Freedom Lab houses six other organizations, including the Free(dge), Dade County Street Response as well as two that Gunder lead, The Smile Trust and The Black Collective, which provide resources to the houseless community and focus on building Black voting power, respectively. A person can now get clothed, fed and checked by a doctor all in one place, just one of the many benefits of the coalition building at the Freedom Lab, according to Gunder.
“This is what Danny would’ve wanted,” Gunder said, calling the space a “laboratory of liberation.” “This is the first time we’ve seen this many Black organizations under one roof. So I feel like even us moving in together, which is another success, shared resources will come eventually and that will help sustain the capacity of all the organizations that are here.”
The ultimate goal remains the same: owning a place.

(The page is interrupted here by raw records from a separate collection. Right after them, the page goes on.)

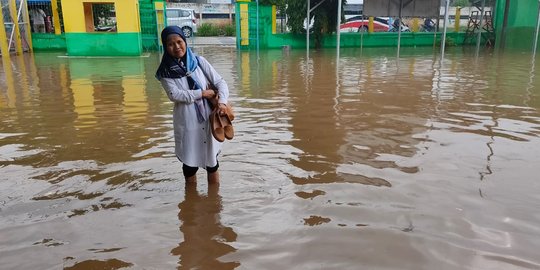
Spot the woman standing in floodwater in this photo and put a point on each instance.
(185, 77)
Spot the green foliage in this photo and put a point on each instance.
(461, 3)
(210, 30)
(272, 2)
(325, 18)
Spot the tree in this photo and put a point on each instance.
(325, 17)
(461, 3)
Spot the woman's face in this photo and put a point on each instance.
(176, 46)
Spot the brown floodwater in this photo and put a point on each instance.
(360, 160)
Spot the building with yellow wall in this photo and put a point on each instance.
(102, 27)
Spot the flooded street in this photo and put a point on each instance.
(369, 162)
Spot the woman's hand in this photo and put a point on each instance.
(222, 109)
(208, 93)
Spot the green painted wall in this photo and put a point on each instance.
(521, 25)
(356, 40)
(48, 42)
(267, 40)
(103, 44)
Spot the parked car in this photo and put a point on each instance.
(359, 24)
(184, 18)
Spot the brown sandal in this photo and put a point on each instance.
(227, 126)
(217, 126)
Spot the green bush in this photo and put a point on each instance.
(209, 30)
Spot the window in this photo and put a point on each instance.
(100, 17)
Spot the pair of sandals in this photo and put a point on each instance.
(221, 125)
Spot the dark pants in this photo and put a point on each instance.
(191, 171)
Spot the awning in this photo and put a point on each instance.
(409, 8)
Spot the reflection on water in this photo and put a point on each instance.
(338, 161)
(205, 237)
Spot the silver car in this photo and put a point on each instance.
(184, 18)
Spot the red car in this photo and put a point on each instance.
(357, 24)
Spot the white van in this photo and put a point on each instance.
(184, 18)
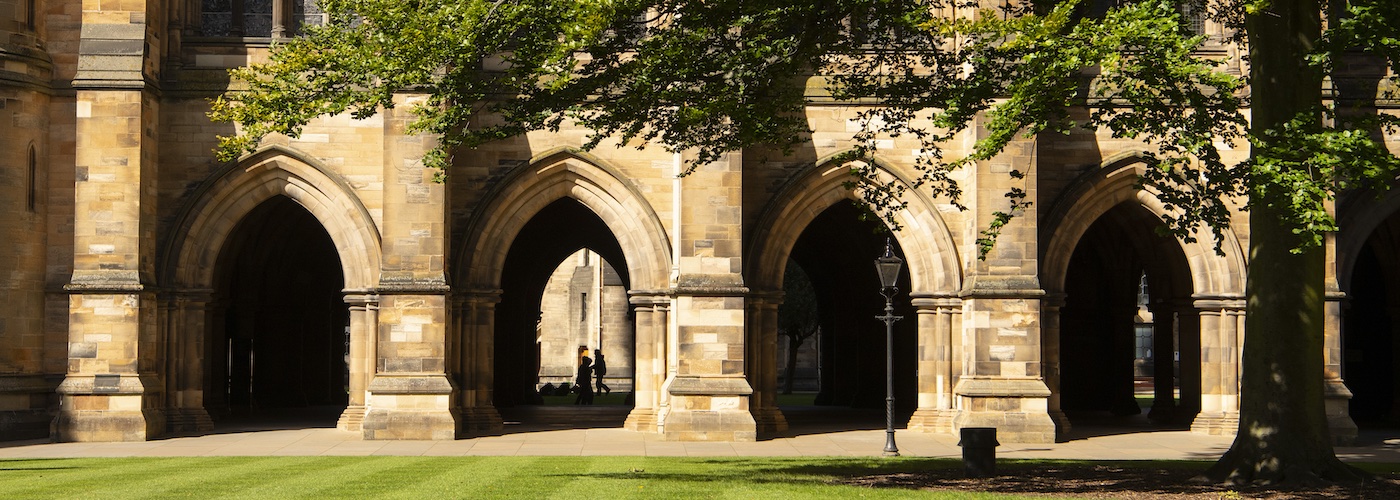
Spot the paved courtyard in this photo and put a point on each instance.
(591, 432)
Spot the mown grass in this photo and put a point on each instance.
(457, 478)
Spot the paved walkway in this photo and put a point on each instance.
(1087, 443)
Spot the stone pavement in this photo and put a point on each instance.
(598, 437)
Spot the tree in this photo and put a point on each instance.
(717, 76)
(797, 317)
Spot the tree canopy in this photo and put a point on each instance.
(717, 76)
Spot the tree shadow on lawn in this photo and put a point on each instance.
(1036, 478)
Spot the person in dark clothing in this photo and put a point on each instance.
(601, 369)
(584, 383)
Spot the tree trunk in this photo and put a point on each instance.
(1283, 429)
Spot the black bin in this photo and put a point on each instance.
(979, 451)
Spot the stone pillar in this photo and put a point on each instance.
(762, 324)
(1001, 384)
(1337, 398)
(1050, 346)
(1164, 364)
(938, 318)
(709, 395)
(1222, 320)
(618, 334)
(185, 362)
(650, 369)
(112, 390)
(410, 395)
(363, 327)
(665, 353)
(1189, 364)
(476, 334)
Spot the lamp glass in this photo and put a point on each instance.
(888, 266)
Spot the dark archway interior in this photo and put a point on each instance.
(552, 235)
(1106, 353)
(837, 251)
(1369, 324)
(279, 329)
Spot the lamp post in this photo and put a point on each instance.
(888, 266)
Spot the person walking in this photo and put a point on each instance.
(601, 369)
(583, 383)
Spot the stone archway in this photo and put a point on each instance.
(1369, 317)
(518, 198)
(931, 264)
(1214, 306)
(199, 235)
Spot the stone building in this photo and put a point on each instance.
(149, 289)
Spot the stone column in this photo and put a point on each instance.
(1050, 346)
(665, 353)
(762, 324)
(410, 395)
(361, 362)
(1164, 364)
(476, 331)
(185, 359)
(1189, 366)
(650, 369)
(1337, 398)
(709, 395)
(1001, 384)
(112, 390)
(1222, 320)
(938, 318)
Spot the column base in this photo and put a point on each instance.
(1061, 423)
(1015, 406)
(709, 409)
(107, 408)
(352, 418)
(641, 420)
(1215, 423)
(480, 420)
(933, 420)
(409, 406)
(769, 420)
(1337, 402)
(188, 420)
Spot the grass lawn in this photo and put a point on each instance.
(458, 478)
(605, 478)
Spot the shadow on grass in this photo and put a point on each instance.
(1130, 479)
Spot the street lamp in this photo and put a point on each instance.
(888, 266)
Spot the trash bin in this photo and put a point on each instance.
(979, 451)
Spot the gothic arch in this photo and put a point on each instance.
(1357, 219)
(553, 175)
(221, 203)
(1101, 189)
(930, 254)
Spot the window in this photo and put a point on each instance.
(259, 18)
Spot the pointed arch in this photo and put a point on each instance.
(1115, 182)
(221, 202)
(1358, 217)
(546, 178)
(930, 252)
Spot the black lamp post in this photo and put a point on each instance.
(888, 266)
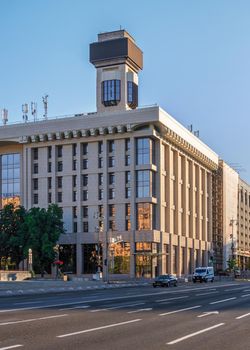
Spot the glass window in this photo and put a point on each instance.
(143, 183)
(111, 92)
(144, 216)
(85, 180)
(111, 178)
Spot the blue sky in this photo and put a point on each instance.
(196, 61)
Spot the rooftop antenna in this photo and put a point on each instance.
(34, 110)
(25, 110)
(45, 106)
(4, 114)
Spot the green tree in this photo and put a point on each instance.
(13, 236)
(44, 229)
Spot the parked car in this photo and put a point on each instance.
(165, 281)
(203, 274)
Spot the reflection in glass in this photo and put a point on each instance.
(10, 171)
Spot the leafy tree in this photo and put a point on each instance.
(44, 229)
(13, 236)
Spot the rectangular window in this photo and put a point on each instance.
(100, 194)
(35, 198)
(35, 184)
(49, 197)
(100, 147)
(85, 226)
(59, 197)
(128, 209)
(85, 212)
(59, 151)
(49, 167)
(127, 159)
(59, 181)
(145, 151)
(74, 164)
(111, 178)
(144, 216)
(59, 166)
(111, 162)
(100, 162)
(74, 181)
(127, 145)
(49, 152)
(75, 227)
(111, 146)
(100, 179)
(128, 225)
(74, 149)
(111, 193)
(127, 177)
(35, 153)
(111, 210)
(35, 168)
(85, 180)
(49, 183)
(127, 192)
(74, 211)
(84, 149)
(85, 195)
(85, 163)
(112, 225)
(143, 183)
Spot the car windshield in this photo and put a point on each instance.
(200, 270)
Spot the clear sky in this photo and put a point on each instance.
(196, 61)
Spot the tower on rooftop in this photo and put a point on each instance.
(117, 60)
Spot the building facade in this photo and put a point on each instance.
(136, 187)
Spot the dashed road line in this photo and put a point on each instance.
(98, 328)
(194, 334)
(180, 310)
(222, 301)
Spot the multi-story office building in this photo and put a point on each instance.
(134, 184)
(243, 227)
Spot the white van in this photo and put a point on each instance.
(203, 274)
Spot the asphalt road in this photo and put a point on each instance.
(212, 316)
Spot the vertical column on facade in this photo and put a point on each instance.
(79, 236)
(209, 209)
(29, 177)
(161, 206)
(168, 189)
(24, 177)
(133, 207)
(53, 174)
(107, 233)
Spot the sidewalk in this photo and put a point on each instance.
(43, 286)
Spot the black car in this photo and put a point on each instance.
(165, 281)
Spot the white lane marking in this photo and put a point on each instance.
(242, 316)
(28, 302)
(233, 289)
(139, 310)
(117, 307)
(209, 313)
(180, 310)
(75, 307)
(11, 347)
(32, 320)
(194, 334)
(161, 300)
(98, 328)
(222, 301)
(200, 294)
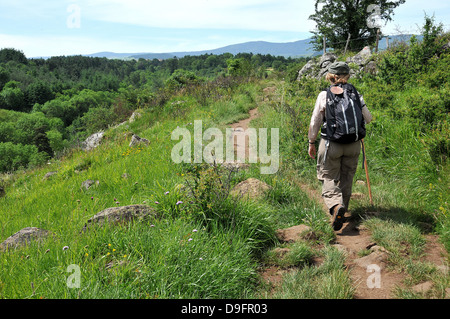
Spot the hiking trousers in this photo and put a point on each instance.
(336, 167)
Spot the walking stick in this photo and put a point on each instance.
(367, 171)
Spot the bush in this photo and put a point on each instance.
(16, 156)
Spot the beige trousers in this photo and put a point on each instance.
(336, 167)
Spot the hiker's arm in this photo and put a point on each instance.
(365, 110)
(317, 117)
(316, 123)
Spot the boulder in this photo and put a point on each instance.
(251, 188)
(88, 183)
(134, 116)
(308, 69)
(295, 233)
(377, 257)
(92, 141)
(318, 68)
(49, 174)
(121, 214)
(24, 237)
(136, 140)
(362, 58)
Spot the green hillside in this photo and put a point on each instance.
(199, 241)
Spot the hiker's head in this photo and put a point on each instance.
(338, 73)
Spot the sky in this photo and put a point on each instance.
(71, 27)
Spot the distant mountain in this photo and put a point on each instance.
(290, 49)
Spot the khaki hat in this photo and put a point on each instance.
(339, 68)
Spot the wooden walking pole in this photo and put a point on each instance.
(378, 39)
(346, 44)
(367, 171)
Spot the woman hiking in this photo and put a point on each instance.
(342, 114)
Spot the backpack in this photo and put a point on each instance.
(343, 122)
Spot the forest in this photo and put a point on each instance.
(48, 106)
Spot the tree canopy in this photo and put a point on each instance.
(337, 19)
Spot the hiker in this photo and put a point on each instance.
(338, 153)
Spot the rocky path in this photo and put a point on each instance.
(371, 277)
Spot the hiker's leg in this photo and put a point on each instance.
(328, 172)
(349, 163)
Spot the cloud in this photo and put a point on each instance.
(270, 15)
(46, 45)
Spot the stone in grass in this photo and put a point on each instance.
(88, 183)
(23, 237)
(137, 140)
(122, 214)
(251, 188)
(295, 233)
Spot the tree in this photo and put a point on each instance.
(337, 19)
(9, 54)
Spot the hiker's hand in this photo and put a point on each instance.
(312, 151)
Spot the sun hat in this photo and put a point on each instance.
(339, 68)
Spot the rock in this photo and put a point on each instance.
(24, 237)
(357, 195)
(294, 233)
(362, 58)
(423, 287)
(48, 175)
(307, 69)
(121, 214)
(346, 251)
(92, 141)
(377, 257)
(88, 183)
(371, 68)
(251, 188)
(281, 252)
(134, 116)
(136, 140)
(318, 68)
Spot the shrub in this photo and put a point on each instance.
(15, 156)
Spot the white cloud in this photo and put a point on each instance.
(59, 45)
(270, 15)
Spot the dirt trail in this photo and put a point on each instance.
(239, 137)
(351, 239)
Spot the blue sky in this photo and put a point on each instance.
(67, 27)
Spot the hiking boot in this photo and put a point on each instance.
(338, 217)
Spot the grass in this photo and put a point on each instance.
(328, 281)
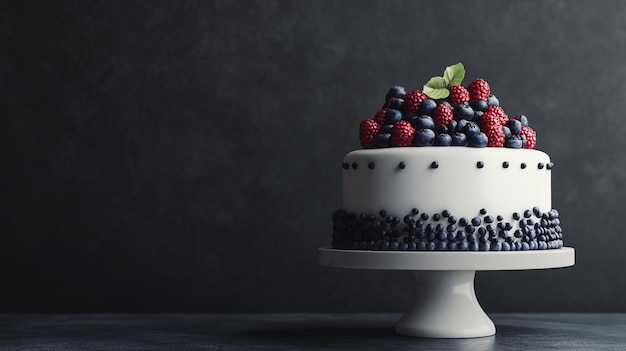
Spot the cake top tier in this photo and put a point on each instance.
(446, 113)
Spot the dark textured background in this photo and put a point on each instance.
(185, 156)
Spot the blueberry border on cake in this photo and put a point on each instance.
(443, 231)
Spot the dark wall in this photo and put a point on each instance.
(185, 156)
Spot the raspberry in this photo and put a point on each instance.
(402, 134)
(413, 100)
(531, 137)
(479, 90)
(368, 130)
(499, 112)
(442, 115)
(490, 125)
(458, 95)
(380, 116)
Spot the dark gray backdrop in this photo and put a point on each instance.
(185, 156)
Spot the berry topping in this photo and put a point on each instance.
(413, 100)
(458, 95)
(402, 134)
(442, 115)
(531, 137)
(368, 130)
(478, 90)
(379, 117)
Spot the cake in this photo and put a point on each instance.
(446, 169)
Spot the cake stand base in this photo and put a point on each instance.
(445, 303)
(445, 306)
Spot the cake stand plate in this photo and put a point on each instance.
(445, 304)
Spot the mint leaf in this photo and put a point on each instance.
(436, 88)
(454, 74)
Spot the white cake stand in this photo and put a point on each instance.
(445, 305)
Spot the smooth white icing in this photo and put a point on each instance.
(457, 185)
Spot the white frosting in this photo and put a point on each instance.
(457, 184)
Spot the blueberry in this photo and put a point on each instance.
(386, 128)
(392, 116)
(513, 142)
(496, 246)
(421, 245)
(477, 115)
(460, 235)
(427, 107)
(477, 140)
(480, 105)
(476, 221)
(514, 126)
(458, 139)
(506, 131)
(463, 246)
(522, 119)
(442, 139)
(383, 140)
(463, 111)
(441, 236)
(452, 126)
(395, 91)
(424, 137)
(471, 128)
(493, 100)
(451, 236)
(395, 103)
(460, 125)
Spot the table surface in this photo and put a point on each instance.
(298, 331)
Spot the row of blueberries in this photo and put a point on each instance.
(537, 230)
(435, 164)
(423, 245)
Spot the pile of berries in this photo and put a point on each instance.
(468, 116)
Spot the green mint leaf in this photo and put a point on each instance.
(454, 74)
(436, 88)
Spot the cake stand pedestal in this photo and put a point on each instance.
(445, 304)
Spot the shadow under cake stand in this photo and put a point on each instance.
(445, 304)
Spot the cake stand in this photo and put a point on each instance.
(445, 304)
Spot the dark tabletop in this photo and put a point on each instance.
(297, 331)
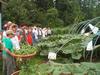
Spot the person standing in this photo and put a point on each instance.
(8, 60)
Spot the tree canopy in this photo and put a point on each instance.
(50, 12)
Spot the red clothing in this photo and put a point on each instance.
(29, 39)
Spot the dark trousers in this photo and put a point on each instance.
(8, 65)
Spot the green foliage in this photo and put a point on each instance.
(63, 13)
(25, 49)
(51, 68)
(68, 44)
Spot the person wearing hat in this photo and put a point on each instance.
(8, 60)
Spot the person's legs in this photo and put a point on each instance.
(4, 67)
(10, 66)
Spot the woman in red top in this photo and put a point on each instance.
(29, 37)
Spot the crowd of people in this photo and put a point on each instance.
(11, 38)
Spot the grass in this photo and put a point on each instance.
(0, 67)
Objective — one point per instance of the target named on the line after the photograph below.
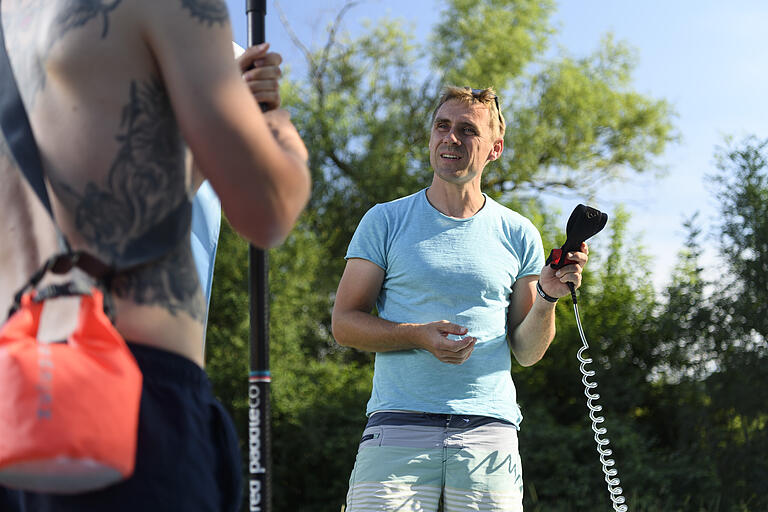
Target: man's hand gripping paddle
(584, 223)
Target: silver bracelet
(543, 294)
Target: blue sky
(698, 55)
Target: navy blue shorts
(187, 456)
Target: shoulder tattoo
(207, 11)
(80, 12)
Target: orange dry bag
(68, 411)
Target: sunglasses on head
(478, 92)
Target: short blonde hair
(487, 97)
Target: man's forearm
(364, 331)
(532, 337)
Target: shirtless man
(114, 89)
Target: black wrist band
(543, 294)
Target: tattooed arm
(258, 170)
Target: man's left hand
(554, 282)
(261, 71)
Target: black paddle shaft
(259, 437)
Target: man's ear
(498, 148)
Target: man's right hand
(434, 338)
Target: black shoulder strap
(18, 132)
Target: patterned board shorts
(414, 461)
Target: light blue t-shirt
(443, 268)
(204, 239)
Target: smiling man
(458, 280)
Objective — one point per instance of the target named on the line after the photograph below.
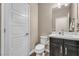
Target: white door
(17, 41)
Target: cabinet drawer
(56, 40)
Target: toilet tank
(44, 39)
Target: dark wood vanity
(63, 47)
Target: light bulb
(59, 5)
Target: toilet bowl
(39, 49)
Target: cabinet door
(56, 49)
(70, 50)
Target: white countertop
(65, 36)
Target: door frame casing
(2, 29)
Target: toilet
(40, 48)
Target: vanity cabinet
(63, 47)
(56, 47)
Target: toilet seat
(39, 48)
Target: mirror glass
(65, 17)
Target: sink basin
(66, 35)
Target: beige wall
(0, 29)
(44, 19)
(33, 24)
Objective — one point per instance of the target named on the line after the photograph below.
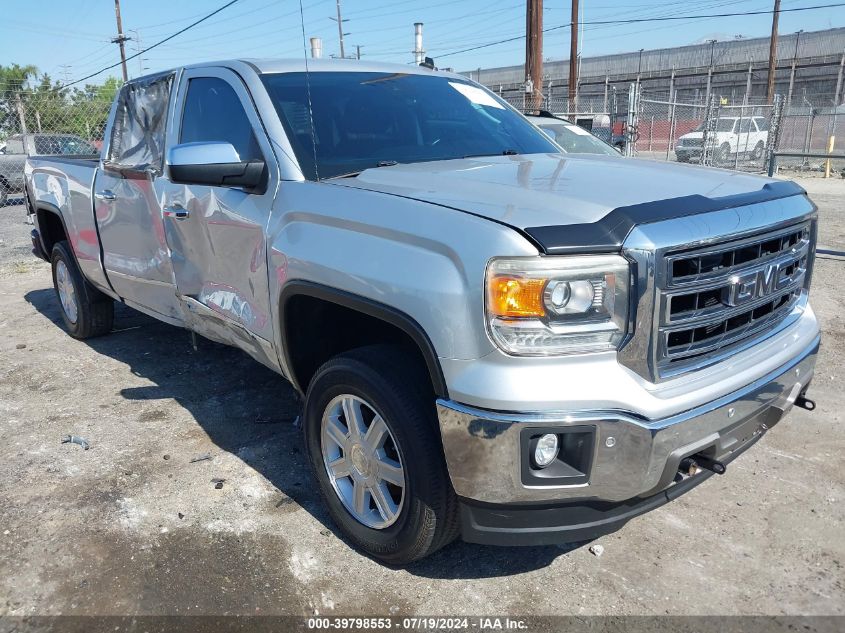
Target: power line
(149, 48)
(640, 20)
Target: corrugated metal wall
(830, 42)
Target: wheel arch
(51, 226)
(297, 294)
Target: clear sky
(70, 38)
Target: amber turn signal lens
(515, 297)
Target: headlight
(548, 306)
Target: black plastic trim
(371, 308)
(569, 522)
(50, 208)
(608, 234)
(564, 523)
(37, 245)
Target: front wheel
(373, 441)
(86, 311)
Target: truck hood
(549, 189)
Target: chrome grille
(718, 297)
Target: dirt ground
(133, 527)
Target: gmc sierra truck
(494, 339)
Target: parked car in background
(733, 135)
(492, 339)
(18, 146)
(572, 138)
(617, 141)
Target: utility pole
(340, 32)
(419, 51)
(710, 72)
(66, 72)
(121, 39)
(138, 50)
(773, 53)
(792, 70)
(534, 53)
(573, 57)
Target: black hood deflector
(608, 234)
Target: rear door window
(140, 121)
(214, 113)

In the months since Agnew’s June passing, a GoFundMe created by his family sprung up to assist in these efforts. The donations have rolled in but it’s still not enough. Additional fundraising opportunities will come in due time but for now, Thomas wants everyone to know the Roots Collective – and certainly the Free(dge) – is not going anywhere: plans for a turkey drive in November and an enrichment program for students on winter break are already in motion.
“That was Danny’s goal: to own something,” Thomas said. “I’m just going to take my time and make sure we do it right.”